En matière de *conseil*, il est important de bien prendre en compte le
réel de la personne à qui on s'adresse. En gros, actuellement, le piano
acoustique est un luxe difficile à atteindre, en particulier à cause des
contraintes de vie qu'il impose et qu'on n'est plus d'accord pour subir,
et le piano numérique représente au contraire une démocratisation
sympathique de l'instrument, dans des conditions qui ne sont pas
catastrophiques du tout. Les « dommages » supposés qu'on pourrait
rencontrer au passage sur un « vrai » piano sont donc à mettre en
balance avec, dans la majorité des cas, simplement l'accès ou pas à
l'instrument ! Et je soutiens que mieux vaut un accès imparfait mais
précoce et pour le plus grand nombre, que pas d'accès ou un accès tardif
et hypothétiquement de qualité pour des privilégiés.

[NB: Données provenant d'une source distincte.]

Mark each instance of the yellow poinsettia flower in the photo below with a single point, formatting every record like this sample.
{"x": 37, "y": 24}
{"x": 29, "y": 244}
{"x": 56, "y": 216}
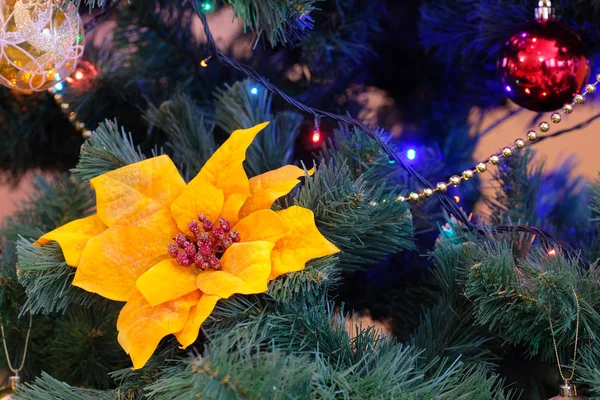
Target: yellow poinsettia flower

D'ailleurs il est un point que nous n'avons pas encore abordé : piano
droit contre piano à queue. Est-il légitime de considérer qu'ils se
valent et que le « passage de l'un à l'autre » peut « se faire sans
dommages » ? Les mécaniques et la structure des deux instrument n'ont
pourtant rien à voir et, franchement, sur le toucher et la présence
sonore comparés des deux, il y aurait long à dire !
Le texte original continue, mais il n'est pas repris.